ESCRIBA: O PORTAL SECRETO

__Eu não sei ler. Você sabe?
__Não. Ninguém mais sabe!
__Isso não é verdade! Meu chefe sabe.
__Ele não vale. Ele é vice-presidente.
__E vive escrevendo naquele computador, que ainda tem teclado. Ele só conversa por escrito com o presidente da empresa.E eu, que sirvo o café, tenho em casa um computador bem mais avançado, que obedece aos meus comandos de voz. Não dá para entender meu chefe! Usar um computador , modelo Século XXI, de quase cem anos atrás...
__Mas vou te dizer uma coisa: não é só ele não! O meu também! Você já reparou, que só esses funcionários do alto escalão é que sabem ler e escrever?
__Meu avô ainda sabia ler, mas desde que inventaram esses novos computadores, ficou tudo diferente para nós. Meu pai ainda estudou leitura e escrita por um ano. Depois fecharam as escolas. Eu, já nasci bem depois disso...

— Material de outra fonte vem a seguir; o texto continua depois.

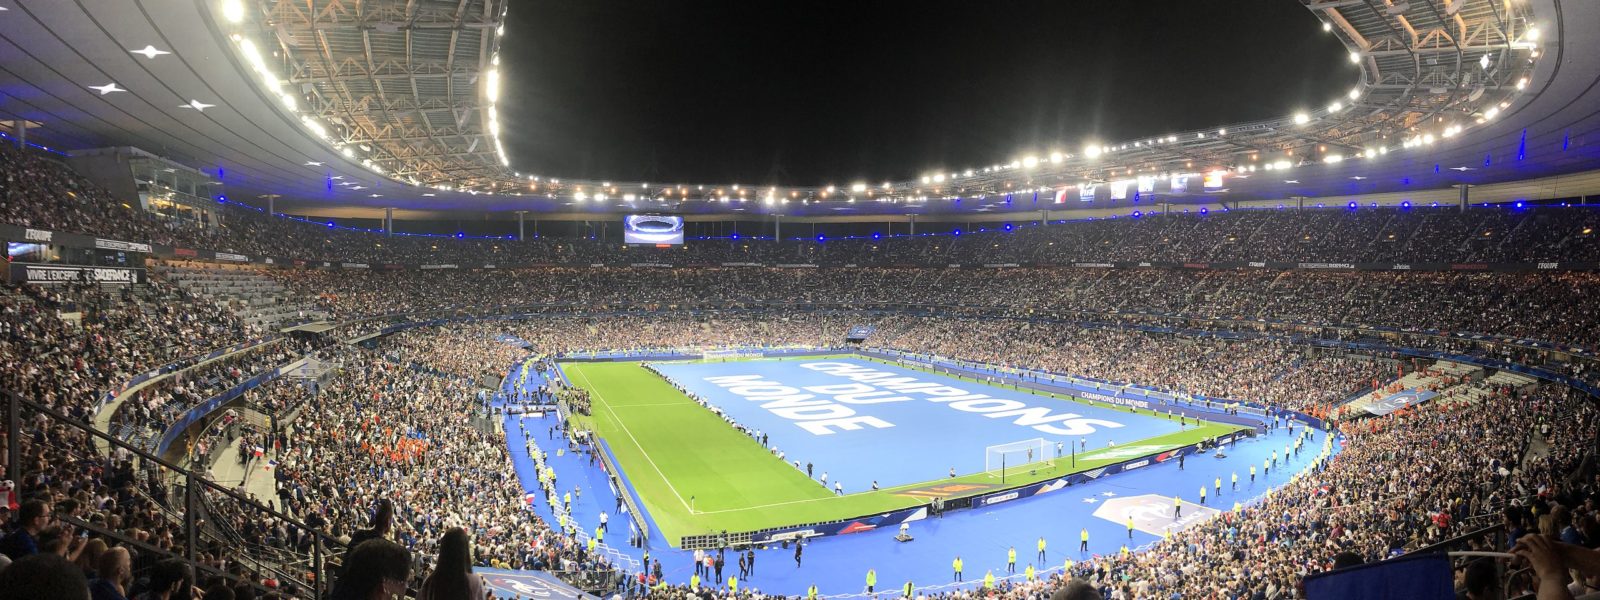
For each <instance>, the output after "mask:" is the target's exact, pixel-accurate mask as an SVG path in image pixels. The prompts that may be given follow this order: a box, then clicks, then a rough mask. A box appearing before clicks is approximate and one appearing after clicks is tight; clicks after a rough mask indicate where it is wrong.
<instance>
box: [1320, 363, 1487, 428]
mask: <svg viewBox="0 0 1600 600" xmlns="http://www.w3.org/2000/svg"><path fill="white" fill-rule="evenodd" d="M1482 371H1483V370H1482V368H1478V366H1472V365H1462V363H1451V362H1445V360H1440V362H1435V363H1434V365H1432V366H1429V368H1427V370H1422V371H1411V373H1406V374H1405V376H1403V378H1400V379H1392V381H1389V382H1386V384H1384V386H1382V387H1379V389H1376V390H1371V392H1368V394H1365V395H1362V397H1358V398H1355V400H1350V402H1349V403H1346V405H1344V406H1339V411H1338V414H1339V416H1341V418H1354V416H1363V414H1365V410H1366V406H1371V405H1373V403H1376V402H1379V400H1382V398H1387V397H1390V395H1394V394H1395V392H1392V387H1394V386H1395V384H1400V387H1402V389H1406V390H1437V392H1438V395H1440V397H1442V398H1443V397H1453V395H1454V397H1459V395H1470V398H1474V400H1475V398H1478V394H1480V392H1482V390H1480V389H1478V387H1477V386H1472V384H1458V386H1448V382H1450V381H1472V379H1474V378H1475V376H1477V374H1480V373H1482ZM1474 390H1477V392H1474ZM1482 394H1486V392H1482Z"/></svg>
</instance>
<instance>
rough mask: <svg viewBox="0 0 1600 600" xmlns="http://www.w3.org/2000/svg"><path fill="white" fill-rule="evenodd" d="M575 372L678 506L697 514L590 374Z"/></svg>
mask: <svg viewBox="0 0 1600 600" xmlns="http://www.w3.org/2000/svg"><path fill="white" fill-rule="evenodd" d="M573 370H574V371H578V376H579V378H584V382H586V384H587V386H589V390H590V392H595V398H600V403H603V405H605V411H606V413H611V421H616V426H618V427H622V434H627V438H629V440H632V442H634V448H638V453H640V454H642V456H645V461H648V462H650V467H651V469H656V475H661V482H662V483H666V485H667V490H672V496H675V498H677V499H678V504H683V509H685V510H688V512H690V514H696V512H694V509H691V507H690V502H685V501H683V494H680V493H678V488H674V486H672V480H669V478H667V474H664V472H661V467H658V466H656V459H653V458H650V453H646V451H645V446H643V445H640V443H638V438H635V437H634V432H630V430H629V429H627V424H624V422H622V418H619V416H616V411H613V410H611V403H608V402H605V394H600V390H598V389H595V384H594V381H589V374H587V373H584V370H582V368H579V366H578V365H573Z"/></svg>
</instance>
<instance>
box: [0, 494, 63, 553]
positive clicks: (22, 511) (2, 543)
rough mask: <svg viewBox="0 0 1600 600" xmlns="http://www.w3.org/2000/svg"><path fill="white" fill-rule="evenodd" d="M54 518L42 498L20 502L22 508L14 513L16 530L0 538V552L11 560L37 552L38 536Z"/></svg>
mask: <svg viewBox="0 0 1600 600" xmlns="http://www.w3.org/2000/svg"><path fill="white" fill-rule="evenodd" d="M54 518H56V517H54V514H53V512H51V509H50V502H45V501H42V499H30V501H27V502H22V510H18V514H16V522H18V525H16V531H11V534H8V536H5V538H0V554H5V555H6V557H11V560H22V557H27V555H32V554H38V536H40V534H42V533H43V531H45V526H46V525H50V522H53V520H54Z"/></svg>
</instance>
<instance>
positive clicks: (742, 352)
mask: <svg viewBox="0 0 1600 600" xmlns="http://www.w3.org/2000/svg"><path fill="white" fill-rule="evenodd" d="M762 357H763V354H762V350H750V349H722V350H702V352H701V360H734V358H762Z"/></svg>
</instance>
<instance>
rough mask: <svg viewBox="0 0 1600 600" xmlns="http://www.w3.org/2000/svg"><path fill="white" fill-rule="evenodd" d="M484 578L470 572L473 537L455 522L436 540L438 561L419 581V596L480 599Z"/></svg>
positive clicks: (446, 597) (454, 599) (471, 565)
mask: <svg viewBox="0 0 1600 600" xmlns="http://www.w3.org/2000/svg"><path fill="white" fill-rule="evenodd" d="M482 598H483V579H480V578H478V576H477V574H475V573H472V541H470V539H469V538H467V531H466V530H462V528H459V526H456V528H451V530H450V531H445V536H443V538H442V539H440V541H438V565H437V566H434V573H430V574H429V576H427V579H426V581H422V590H421V592H419V594H418V600H482Z"/></svg>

__Verdade! Por que será que as escolas foram fechadas? E, sabe, outro dia, eu entrei de repente, na sala do meu chefe e ele estava num ” site” que não tinha som nem imagens. Era todo cheio de uns pequenos sinais. Para mim aquilo é o que eles chamam de “ escrita”. Ele estava distraído e sorria. Parecia estar se divertindo muito. Quando percebeu que eu estava observando, desligou tudo rapidamente. Cheguei em casa e tentei acessar aquele “site”, com comandos de voz, porque eu não sabia como ler aquele “ link”. Mas meu computador dizia que aquele “ site” não existia.Mas eu sei que existe! Eu vi no
computador dele. Tenho certeza!
__Aconteceu o mesmo comigo.Eu ainda fiz mais:copiei aqueles pequenos desenhos do link do computador do meu chefe, quando ele esqueceu o computador ligado, faz umas duas semanas.Depois digitei aqueles desenhos na barra de navegação.Porém, não deu certo também.Eu acho que eles têm “sites” só para quem sabe ler..De alguma forma, eles bloqueiam esses “ sites” e portais para nós. Acho que tem que usar alguma senha ou algum número de IP secreto.
__Verdade.Também acho isso!
__E devem existir escolas ainda. Como é que eles aprenderam a ler?
__Mas se existem, são secretas. Eu nunca soube de nenhuma!
__Eu não queria passar minha vida inteira servindo cafezinhos. Mas não sei como fazer para trabalhar em empregos melhores, assim como os dos nossos chefes.Eles tem de tudo:moram em casas confortáveis, comem bem, vivem viajando...É a maior mordomia!
__Também não agüento mais essa escravidão. Sem saber ler, ficamos na ignorância, totalmente dominados! Desconfio de que eles controlam o que podemos saber ou não.
__Verdade! Há meses eu venho tentando descobrir alguém para me ensinar a ler, secretamente. Depois quero ver se dou um jeito de invadir os portais deles para ver o que contêm. Eu ouvi falar que existe uma sociedade secreta que faz isso.Você já ouviu falar?
__Já! Parece que o nome é “SPPE”.
__O que significa?
__” Sociedade Protetora da Palavra Escrita” . Dizem que eles têm livros escondidos em casa, o que é muito perigoso, e que trocam esses livros entre si, para lerem. Sempre que descobrem alguém com um livro, o proprietário some para sempre.Dizem que foi isso que aconteceu com o nosso colega Lineu, que sumiu misteriosamente. Lembra dele?
__Claro! Foi o caso do Lineu que me fez começar a pensar.
__Pode bem ter sido isso mesmo! Nos últimos tempos, antes de sumir, ele andava diferente, alegre, com um brilho especial de esperança no olhar.
__Silêncio! Disfarça! O chefe vem vindo!
E foi assim, que, no futuro, a oralidade voltou a dominar a comunicação humana, repetindo um cenário de dominação total dos letrados sobre os iletrados, já bem conhecido da raça humana nos primórdios da civilização. Com uma agravante : as máquinas , instrumentos poderosos nas mãos de censores implacáveis!